Learning from bad designs is still a useful approach to learn and there is certainly room for improvement in many sites, this one being no exception!

So I thought it would be interesting to start a discussion about what you think are the most common website design mistakes. I’m particularly interested to hear about those which mean that the site fails to meet it’s goals; it’s a marketing or business #fail.

So what do you think are the worst website design crimes you still see most often?

Here’s a starter. For me, one of the worst mistakes from a marketing POV is…

Thinking everyone arrives on the home page, so messages about your brand aren’t available across the whole site.

TIA! Dave Chaffey

  • http://twitter.com/shmilov Michael

    I know this is not one of the main issues, but i think that one of the worst mistakes in website design today is when the RSS subscription icons or links are hidden in site’s layout. These links should stand out and be very visible. Same for the social links (follow me, find me on etc.)

    • http://www.smartinsights.com/about-dave-chaffey/ Dave Chaffey

      Thanks for being first Michael! As you say, not a priority issue, but they are often squeezed below the fold I think which will be a mistake for most since engaging visitors on social sites should be a primary aim of the site.

    • http://www.smartinsights.com/about-dave-chaffey/ Dave Chaffey

      And thanks also for your comments via Twitter:

      http://www.twitter.com//sealeyd Under valuing landing pages is a huge website error. For this reason I regularly look at the top landing pages report.

      >> Agree – many see the home page as all – I always look at % of first time visitors that arrive via HP, often <> Great minds think alike!

      http://www.twitter.com/theparallaxview, http://www.twitter.com/hgacreative the battleship is fun, for a uni!

      >> You noticed the battleship!

  • Richard Fray

    Not coordinating landing pages with the paid media that drives traffic to them.
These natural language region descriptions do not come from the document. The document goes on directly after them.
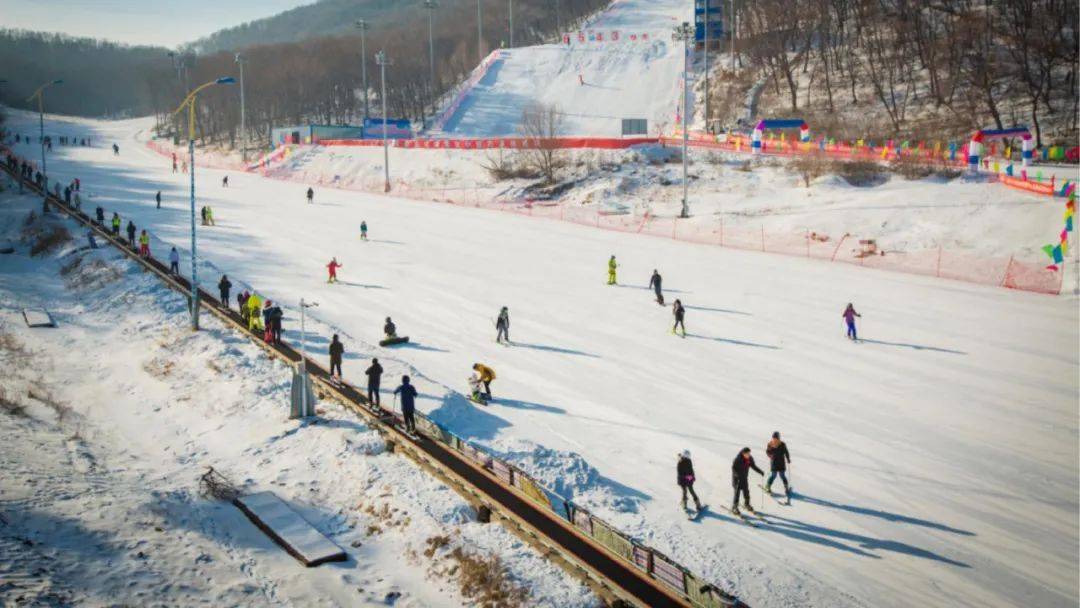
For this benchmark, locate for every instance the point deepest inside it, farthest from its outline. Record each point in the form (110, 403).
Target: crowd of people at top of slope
(266, 318)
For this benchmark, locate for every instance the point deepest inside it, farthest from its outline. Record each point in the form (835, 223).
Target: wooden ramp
(288, 529)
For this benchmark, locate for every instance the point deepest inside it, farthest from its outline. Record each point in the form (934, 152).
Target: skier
(486, 376)
(779, 457)
(337, 350)
(679, 314)
(374, 374)
(655, 282)
(849, 315)
(684, 476)
(332, 268)
(144, 244)
(502, 326)
(740, 474)
(408, 403)
(174, 261)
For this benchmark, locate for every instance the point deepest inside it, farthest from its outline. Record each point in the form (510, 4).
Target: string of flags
(1058, 252)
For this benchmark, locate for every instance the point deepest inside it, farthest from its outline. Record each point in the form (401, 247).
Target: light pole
(243, 122)
(685, 35)
(40, 94)
(363, 26)
(189, 103)
(380, 58)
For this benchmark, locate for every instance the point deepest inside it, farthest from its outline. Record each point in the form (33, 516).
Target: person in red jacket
(332, 268)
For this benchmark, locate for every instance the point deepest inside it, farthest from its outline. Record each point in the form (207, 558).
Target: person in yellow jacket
(255, 312)
(486, 376)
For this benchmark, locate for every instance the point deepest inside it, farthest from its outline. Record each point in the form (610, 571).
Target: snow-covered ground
(99, 498)
(935, 461)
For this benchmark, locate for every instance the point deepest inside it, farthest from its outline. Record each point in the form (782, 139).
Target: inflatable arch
(975, 149)
(786, 123)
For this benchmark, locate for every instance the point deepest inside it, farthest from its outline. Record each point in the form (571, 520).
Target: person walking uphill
(740, 481)
(337, 351)
(779, 457)
(407, 392)
(849, 315)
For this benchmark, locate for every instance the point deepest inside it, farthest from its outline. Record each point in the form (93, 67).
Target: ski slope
(623, 79)
(935, 461)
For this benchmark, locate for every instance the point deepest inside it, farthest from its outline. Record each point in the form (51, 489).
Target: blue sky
(165, 23)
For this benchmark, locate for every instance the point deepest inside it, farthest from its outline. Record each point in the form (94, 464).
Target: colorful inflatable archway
(975, 149)
(779, 123)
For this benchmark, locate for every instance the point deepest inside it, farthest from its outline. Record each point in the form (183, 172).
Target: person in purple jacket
(849, 315)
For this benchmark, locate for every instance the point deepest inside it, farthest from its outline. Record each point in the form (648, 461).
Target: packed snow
(934, 460)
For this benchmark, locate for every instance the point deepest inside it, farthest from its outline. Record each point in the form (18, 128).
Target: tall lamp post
(189, 103)
(382, 62)
(40, 94)
(685, 34)
(363, 26)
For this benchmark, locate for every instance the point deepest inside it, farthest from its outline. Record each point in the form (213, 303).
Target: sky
(163, 23)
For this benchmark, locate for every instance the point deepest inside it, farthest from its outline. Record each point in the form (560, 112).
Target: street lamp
(40, 94)
(380, 59)
(189, 103)
(363, 26)
(685, 34)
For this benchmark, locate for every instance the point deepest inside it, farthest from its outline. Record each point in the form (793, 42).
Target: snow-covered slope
(621, 79)
(935, 461)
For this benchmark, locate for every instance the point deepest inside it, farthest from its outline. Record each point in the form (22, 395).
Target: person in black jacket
(684, 476)
(337, 350)
(374, 378)
(779, 457)
(740, 481)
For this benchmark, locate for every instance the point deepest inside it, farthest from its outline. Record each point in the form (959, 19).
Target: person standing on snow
(407, 392)
(502, 326)
(779, 457)
(374, 374)
(337, 351)
(656, 282)
(740, 478)
(684, 476)
(849, 315)
(332, 268)
(223, 287)
(679, 313)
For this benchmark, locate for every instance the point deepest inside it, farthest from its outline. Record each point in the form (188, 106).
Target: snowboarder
(679, 313)
(374, 374)
(486, 376)
(502, 326)
(740, 474)
(144, 244)
(223, 287)
(849, 315)
(779, 457)
(656, 282)
(332, 268)
(407, 392)
(684, 476)
(337, 350)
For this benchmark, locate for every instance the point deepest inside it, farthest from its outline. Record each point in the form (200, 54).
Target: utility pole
(685, 34)
(363, 26)
(380, 58)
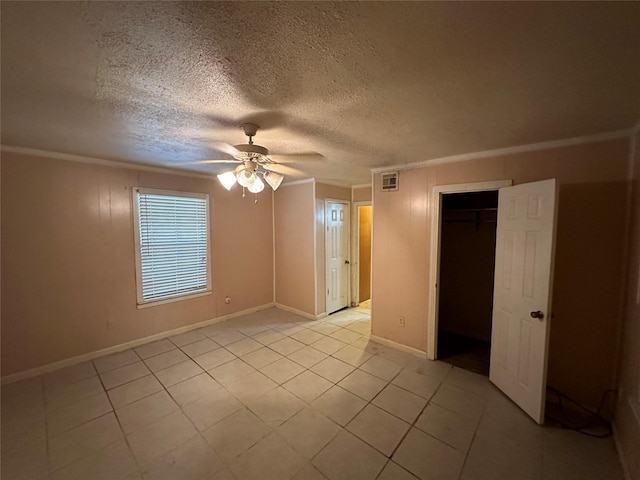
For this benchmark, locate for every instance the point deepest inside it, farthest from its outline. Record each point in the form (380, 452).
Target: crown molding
(511, 150)
(102, 161)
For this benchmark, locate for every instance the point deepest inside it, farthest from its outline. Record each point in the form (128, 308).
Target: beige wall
(324, 192)
(294, 255)
(364, 243)
(361, 194)
(588, 276)
(627, 420)
(68, 273)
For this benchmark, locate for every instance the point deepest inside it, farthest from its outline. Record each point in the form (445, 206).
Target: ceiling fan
(254, 161)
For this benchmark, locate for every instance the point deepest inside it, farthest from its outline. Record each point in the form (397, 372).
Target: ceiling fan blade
(219, 161)
(225, 148)
(285, 170)
(205, 162)
(296, 158)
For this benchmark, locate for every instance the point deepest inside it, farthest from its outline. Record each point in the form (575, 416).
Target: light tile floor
(274, 396)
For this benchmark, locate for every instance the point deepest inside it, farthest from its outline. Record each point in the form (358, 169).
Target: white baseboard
(310, 316)
(67, 362)
(398, 346)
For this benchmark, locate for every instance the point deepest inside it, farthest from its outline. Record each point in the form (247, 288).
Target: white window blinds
(172, 251)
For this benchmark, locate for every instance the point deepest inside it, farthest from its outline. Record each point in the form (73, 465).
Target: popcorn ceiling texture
(363, 84)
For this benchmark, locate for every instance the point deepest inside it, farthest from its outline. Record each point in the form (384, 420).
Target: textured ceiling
(363, 84)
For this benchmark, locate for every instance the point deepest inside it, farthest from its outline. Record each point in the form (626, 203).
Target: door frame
(355, 250)
(348, 208)
(434, 257)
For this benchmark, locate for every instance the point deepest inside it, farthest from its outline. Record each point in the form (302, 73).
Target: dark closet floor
(464, 352)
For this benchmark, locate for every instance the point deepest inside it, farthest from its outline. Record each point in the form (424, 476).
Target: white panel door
(522, 293)
(337, 255)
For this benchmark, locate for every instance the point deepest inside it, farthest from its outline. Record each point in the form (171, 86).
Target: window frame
(140, 301)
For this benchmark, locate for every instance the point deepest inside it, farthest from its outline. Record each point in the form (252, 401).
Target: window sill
(180, 298)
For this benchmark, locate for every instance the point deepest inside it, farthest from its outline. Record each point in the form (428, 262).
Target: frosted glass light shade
(258, 186)
(245, 177)
(227, 179)
(273, 179)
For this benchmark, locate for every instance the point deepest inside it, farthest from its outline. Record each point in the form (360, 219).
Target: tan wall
(324, 192)
(68, 272)
(467, 259)
(627, 422)
(589, 259)
(361, 194)
(364, 262)
(294, 255)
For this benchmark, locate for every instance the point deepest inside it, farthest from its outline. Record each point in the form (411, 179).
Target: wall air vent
(390, 182)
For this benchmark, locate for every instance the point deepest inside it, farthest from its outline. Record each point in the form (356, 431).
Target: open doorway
(465, 294)
(361, 273)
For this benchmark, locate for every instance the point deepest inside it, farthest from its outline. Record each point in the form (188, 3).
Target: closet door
(522, 293)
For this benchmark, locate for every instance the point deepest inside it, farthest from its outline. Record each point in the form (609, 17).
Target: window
(172, 245)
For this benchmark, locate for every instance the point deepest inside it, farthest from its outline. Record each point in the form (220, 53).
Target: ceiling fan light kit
(254, 158)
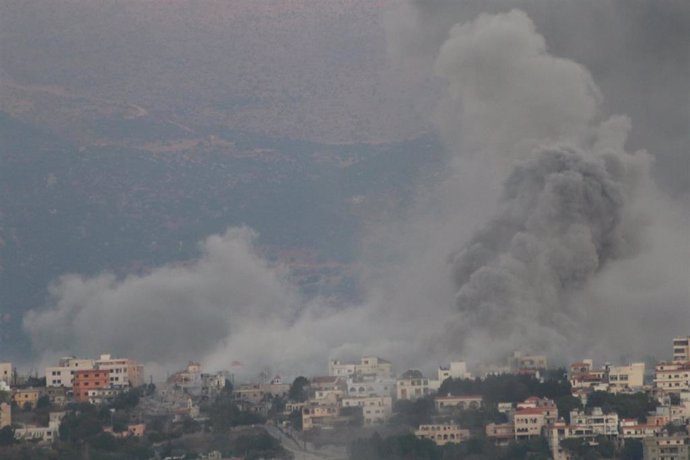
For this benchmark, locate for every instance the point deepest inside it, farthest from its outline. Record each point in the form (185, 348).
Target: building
(413, 385)
(5, 415)
(681, 349)
(123, 371)
(87, 380)
(666, 448)
(369, 367)
(6, 373)
(672, 377)
(632, 429)
(62, 374)
(316, 415)
(442, 434)
(26, 396)
(445, 403)
(378, 387)
(529, 423)
(455, 370)
(500, 433)
(375, 410)
(595, 422)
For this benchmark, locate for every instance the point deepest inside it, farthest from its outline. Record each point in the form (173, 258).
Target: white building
(681, 349)
(413, 385)
(378, 387)
(442, 434)
(369, 367)
(6, 373)
(123, 371)
(596, 422)
(376, 410)
(673, 377)
(62, 374)
(456, 370)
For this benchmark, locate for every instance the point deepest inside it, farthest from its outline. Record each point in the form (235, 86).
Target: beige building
(455, 370)
(444, 403)
(413, 385)
(596, 422)
(681, 349)
(26, 396)
(673, 377)
(123, 371)
(666, 448)
(442, 434)
(529, 423)
(6, 373)
(63, 374)
(5, 415)
(375, 410)
(369, 367)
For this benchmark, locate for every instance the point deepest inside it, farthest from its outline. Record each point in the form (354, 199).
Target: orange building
(89, 379)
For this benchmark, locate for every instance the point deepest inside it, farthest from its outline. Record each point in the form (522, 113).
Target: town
(104, 408)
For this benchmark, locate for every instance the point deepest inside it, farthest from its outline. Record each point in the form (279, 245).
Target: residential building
(442, 434)
(6, 373)
(316, 415)
(681, 349)
(625, 377)
(673, 377)
(444, 403)
(24, 396)
(455, 370)
(632, 429)
(123, 371)
(500, 433)
(378, 387)
(666, 448)
(63, 374)
(5, 415)
(376, 410)
(87, 380)
(371, 367)
(529, 423)
(596, 422)
(413, 385)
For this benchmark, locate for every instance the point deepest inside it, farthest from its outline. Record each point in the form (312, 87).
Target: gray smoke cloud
(571, 254)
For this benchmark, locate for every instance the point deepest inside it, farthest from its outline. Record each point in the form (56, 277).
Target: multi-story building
(315, 415)
(378, 387)
(666, 448)
(6, 373)
(456, 370)
(375, 410)
(369, 367)
(529, 423)
(632, 429)
(442, 434)
(681, 349)
(86, 380)
(5, 415)
(123, 371)
(673, 377)
(596, 422)
(63, 374)
(26, 396)
(444, 403)
(413, 385)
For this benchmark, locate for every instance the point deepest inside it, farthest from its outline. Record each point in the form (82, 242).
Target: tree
(299, 390)
(7, 436)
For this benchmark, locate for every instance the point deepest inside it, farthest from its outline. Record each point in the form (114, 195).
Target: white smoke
(573, 253)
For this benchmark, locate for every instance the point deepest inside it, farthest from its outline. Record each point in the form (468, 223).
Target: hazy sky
(560, 222)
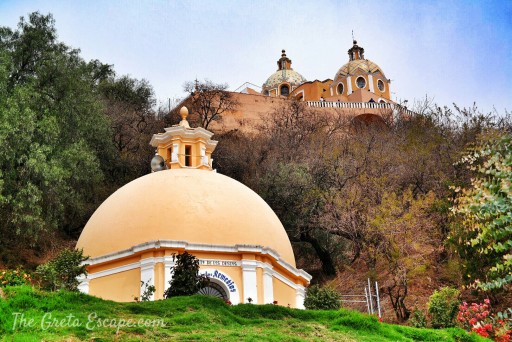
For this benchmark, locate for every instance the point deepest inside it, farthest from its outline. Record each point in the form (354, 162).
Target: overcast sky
(452, 51)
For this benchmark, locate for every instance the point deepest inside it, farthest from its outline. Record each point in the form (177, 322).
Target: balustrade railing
(358, 105)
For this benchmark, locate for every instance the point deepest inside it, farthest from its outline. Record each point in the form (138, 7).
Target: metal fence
(369, 301)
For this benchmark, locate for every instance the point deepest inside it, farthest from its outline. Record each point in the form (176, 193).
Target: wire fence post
(371, 298)
(366, 297)
(378, 298)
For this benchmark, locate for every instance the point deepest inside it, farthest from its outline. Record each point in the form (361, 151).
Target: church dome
(358, 66)
(282, 76)
(194, 206)
(284, 80)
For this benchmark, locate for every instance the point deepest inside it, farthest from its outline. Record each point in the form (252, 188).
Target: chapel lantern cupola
(284, 80)
(183, 147)
(355, 52)
(284, 63)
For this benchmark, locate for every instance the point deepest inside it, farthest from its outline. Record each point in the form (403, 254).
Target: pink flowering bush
(478, 318)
I hate it when you click on something that looks interesting and then can’t find any reference to it on the page you are taken to.

    • http://www.smartinsights.com/about-dave-chaffey/ Dave Chaffey

      Agree Richard, it’s GOT to have instant relevance and consistency with the source, whether online or offline.

      I’ve seen lots of examples where better results are achieved for different media and different associated behaviours, ie Adwords, Display and Affiliate referrers.

  • W

    landing on a page from google, to find the page just uses the terms you’ve searched for in its search facility, and nothing else… offering no value to the reader

    That always grinds my tractor

  • Jen Hall

    Great article, thank you. I’m not suprised that unclear user journey came out top – I think too many organisations have too many pulls from different departments. It can be really hard for web managers to stick to their guns and insist on only 5 priorities. I’ve made this work in the past by having rolling content boxes – but it can take almost constant gate-keeping skills to prevent people adding extra links to a homepage until it suddenly becomes unreadable.
    No matter what the stats show, it can be really hard to convince people outside the digital team that more links doesn’t = more clicks as “there’s more for people to do”.

  • http://www.catnet.co.uk Barney Barnes

    How about landing page load times? Not as big an issue as it used to be, but still occasionally sends me scurrying off to another site.

    • http://www.smartinsights.com/about-dave-chaffey/ Dave Chaffey

      It’s certainly used to be an issue Barney, but since landing pages are usually minimalist less of a problem. Home page “immersive experiences” definitely though.